0106 GMT December 12, 2019
Now, CU Boulder researchers are working to apply machine learning to psychiatry, with a speech-based mobile app that can categorize a patient's mental health status as well as or better than a human can, medicalxpress.com reported.
"We are not in any way trying to replace clinicians," said Peter Foltz, a research professor at the Institute of Cognitive Science and coauthor of a new paper in Schizophrenia Bulletin that lays out the promise and potential pitfalls of AI in psychiatry. "But we do believe we can create tools that will allow them to better monitor their patients."
Nearly one in five US adults lives with a mental illness, many in remote areas where access to psychiatrists or psychologists is scarce. Others can't afford to see a clinician frequently, don't have time or can't get in to see one.
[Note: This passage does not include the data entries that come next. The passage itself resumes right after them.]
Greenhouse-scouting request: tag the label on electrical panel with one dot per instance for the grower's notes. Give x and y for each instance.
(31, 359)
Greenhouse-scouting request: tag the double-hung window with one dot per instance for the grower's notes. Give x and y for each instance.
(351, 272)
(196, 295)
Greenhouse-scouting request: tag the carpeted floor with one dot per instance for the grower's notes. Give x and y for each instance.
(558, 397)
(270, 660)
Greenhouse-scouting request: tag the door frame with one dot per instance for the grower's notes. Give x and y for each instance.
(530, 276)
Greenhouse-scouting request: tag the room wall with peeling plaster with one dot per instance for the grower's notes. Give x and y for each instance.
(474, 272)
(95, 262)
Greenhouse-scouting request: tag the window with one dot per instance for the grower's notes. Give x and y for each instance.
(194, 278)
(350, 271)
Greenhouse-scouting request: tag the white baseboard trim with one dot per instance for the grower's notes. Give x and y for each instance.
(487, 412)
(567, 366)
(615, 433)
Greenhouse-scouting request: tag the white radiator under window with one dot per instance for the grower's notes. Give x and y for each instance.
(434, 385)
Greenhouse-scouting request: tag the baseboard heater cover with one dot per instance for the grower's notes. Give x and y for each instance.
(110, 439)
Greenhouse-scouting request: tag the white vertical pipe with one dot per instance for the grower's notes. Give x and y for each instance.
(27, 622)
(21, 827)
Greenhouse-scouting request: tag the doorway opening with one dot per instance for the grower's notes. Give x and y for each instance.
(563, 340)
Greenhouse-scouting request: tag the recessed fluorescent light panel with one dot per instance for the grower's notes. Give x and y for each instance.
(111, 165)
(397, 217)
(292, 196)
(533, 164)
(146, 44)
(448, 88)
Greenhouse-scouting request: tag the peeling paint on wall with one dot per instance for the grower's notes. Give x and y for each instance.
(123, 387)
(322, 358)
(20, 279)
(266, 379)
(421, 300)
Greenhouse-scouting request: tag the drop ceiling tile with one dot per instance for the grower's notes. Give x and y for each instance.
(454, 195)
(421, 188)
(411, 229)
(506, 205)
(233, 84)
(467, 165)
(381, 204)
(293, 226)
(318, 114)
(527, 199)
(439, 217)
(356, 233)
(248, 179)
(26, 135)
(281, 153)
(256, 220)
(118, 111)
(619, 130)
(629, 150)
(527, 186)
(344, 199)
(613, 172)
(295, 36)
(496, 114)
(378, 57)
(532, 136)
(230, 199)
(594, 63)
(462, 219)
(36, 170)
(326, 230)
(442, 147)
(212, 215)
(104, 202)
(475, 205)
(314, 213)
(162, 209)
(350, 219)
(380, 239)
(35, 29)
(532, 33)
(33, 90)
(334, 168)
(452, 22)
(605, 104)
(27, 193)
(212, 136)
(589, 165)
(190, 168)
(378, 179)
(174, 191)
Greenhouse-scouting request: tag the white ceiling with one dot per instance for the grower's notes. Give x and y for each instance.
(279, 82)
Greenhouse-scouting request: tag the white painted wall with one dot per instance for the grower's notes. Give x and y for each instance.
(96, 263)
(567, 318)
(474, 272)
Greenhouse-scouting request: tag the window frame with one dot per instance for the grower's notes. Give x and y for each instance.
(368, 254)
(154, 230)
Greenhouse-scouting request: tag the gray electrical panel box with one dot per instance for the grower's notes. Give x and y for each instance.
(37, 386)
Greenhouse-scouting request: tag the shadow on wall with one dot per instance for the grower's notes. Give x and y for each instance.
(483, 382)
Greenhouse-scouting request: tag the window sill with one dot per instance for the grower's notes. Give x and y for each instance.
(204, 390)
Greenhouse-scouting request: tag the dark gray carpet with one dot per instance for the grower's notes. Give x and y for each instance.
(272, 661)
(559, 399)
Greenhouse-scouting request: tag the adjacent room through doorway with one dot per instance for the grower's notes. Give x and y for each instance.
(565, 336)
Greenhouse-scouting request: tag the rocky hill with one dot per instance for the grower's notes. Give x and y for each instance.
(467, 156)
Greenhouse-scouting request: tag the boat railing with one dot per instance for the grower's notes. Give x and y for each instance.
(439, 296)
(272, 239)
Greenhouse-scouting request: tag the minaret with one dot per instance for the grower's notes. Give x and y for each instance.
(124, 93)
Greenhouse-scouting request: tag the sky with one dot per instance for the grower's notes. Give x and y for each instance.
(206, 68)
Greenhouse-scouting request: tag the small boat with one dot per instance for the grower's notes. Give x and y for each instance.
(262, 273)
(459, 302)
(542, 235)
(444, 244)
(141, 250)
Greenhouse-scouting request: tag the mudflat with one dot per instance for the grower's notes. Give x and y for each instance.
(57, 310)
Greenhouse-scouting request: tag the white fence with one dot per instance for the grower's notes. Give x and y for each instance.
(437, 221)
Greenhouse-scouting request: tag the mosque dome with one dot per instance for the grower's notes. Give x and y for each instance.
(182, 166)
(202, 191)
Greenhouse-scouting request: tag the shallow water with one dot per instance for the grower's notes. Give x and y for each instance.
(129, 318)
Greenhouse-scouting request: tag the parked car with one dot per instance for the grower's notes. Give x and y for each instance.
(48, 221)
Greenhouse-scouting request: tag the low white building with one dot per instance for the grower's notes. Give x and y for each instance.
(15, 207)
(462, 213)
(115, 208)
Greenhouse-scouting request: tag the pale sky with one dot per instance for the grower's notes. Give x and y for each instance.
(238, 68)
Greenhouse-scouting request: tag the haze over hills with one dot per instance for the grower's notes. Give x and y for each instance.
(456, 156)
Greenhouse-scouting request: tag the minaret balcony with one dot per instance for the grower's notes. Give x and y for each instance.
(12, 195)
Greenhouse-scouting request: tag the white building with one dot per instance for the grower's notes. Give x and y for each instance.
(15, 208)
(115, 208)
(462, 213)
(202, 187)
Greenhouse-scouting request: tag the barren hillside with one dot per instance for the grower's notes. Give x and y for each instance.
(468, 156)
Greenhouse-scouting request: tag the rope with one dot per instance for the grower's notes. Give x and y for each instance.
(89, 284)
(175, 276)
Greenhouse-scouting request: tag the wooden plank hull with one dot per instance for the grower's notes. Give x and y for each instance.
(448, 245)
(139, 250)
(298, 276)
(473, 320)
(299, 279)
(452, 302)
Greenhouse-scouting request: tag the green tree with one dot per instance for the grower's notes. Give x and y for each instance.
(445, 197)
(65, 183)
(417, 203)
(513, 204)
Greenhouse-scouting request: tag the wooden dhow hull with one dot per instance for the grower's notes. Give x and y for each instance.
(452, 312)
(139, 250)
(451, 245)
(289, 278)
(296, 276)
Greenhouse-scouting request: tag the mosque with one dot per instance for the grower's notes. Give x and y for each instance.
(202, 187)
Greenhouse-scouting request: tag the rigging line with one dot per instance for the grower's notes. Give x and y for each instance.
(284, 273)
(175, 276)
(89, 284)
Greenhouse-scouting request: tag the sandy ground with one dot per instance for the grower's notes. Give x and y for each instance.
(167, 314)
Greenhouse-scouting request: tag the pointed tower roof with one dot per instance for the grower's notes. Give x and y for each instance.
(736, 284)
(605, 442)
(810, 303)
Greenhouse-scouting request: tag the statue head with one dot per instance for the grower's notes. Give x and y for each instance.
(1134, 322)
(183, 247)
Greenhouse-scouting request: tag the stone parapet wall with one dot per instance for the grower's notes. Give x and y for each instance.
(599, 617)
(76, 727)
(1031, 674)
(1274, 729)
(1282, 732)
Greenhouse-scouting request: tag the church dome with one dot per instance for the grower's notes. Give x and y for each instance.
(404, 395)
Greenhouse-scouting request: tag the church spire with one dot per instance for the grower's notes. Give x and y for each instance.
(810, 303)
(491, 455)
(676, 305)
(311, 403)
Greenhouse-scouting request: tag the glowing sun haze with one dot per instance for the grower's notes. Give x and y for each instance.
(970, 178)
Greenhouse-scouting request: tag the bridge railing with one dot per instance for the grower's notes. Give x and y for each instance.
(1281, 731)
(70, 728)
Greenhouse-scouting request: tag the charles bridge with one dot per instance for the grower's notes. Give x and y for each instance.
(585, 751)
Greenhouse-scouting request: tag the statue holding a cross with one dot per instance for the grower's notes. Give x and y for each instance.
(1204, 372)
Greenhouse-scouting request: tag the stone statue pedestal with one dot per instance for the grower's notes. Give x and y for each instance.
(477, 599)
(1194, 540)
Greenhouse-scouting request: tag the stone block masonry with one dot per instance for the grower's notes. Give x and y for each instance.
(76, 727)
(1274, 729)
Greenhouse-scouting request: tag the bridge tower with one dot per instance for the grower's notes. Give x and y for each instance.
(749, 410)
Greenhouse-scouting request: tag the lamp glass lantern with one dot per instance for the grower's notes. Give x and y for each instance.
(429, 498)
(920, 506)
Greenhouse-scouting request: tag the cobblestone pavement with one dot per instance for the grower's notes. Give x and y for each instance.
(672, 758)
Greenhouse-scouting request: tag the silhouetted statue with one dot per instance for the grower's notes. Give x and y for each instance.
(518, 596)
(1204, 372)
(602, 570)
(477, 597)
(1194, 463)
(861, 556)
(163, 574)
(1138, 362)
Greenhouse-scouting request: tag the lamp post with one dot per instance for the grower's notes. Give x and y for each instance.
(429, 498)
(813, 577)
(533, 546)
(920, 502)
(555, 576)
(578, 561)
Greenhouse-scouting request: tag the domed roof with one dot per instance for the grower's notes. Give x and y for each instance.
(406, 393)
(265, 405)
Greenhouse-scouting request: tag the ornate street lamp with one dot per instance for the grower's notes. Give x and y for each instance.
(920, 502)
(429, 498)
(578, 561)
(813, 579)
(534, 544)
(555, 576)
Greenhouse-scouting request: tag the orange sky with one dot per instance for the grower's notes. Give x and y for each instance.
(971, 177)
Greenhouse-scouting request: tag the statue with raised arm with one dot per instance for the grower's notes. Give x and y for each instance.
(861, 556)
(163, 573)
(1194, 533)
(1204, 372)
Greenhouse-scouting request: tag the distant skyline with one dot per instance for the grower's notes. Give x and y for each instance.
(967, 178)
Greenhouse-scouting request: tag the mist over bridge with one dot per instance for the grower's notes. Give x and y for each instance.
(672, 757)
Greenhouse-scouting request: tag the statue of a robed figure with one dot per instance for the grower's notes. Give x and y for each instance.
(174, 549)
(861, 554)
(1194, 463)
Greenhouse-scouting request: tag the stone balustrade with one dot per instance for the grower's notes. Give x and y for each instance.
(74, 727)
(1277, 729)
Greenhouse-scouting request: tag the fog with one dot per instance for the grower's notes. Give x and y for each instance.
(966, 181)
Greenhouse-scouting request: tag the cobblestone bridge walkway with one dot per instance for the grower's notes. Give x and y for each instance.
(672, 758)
Even when a patient does make it in for an occasional visit, therapists base their diagnosis and treatment plan largely on listening to a patient talk — an age-old method that can be subjective and unreliable, noted paper coauthor Brita Elvevåg, a cognitive neuroscientist at the University of Tromsø, Norway.
"Humans are not perfect. They can get distracted and sometimes miss out on subtle speech cues and warning signs," Elvevåg said. "Unfortunately, there is no objective blood test for mental health."
In pursuit of an AI version of that blood test, Elvevåg and Foltz teamed up to develop machine learning technology able to detect day-to-day changes in speech that hint at mental health decline.
For instance, sentences that don't follow a logical pattern can be a critical symptom in schizophrenia. Shifts in tone or pace can hint at mania or depression. And memory loss can be a sign of both cognitive and mental health problems.
"Language is a critical pathway to detecting patient mental states," said Foltz. "Using mobile devices and AI, we are able to track patients daily and monitor these subtle changes."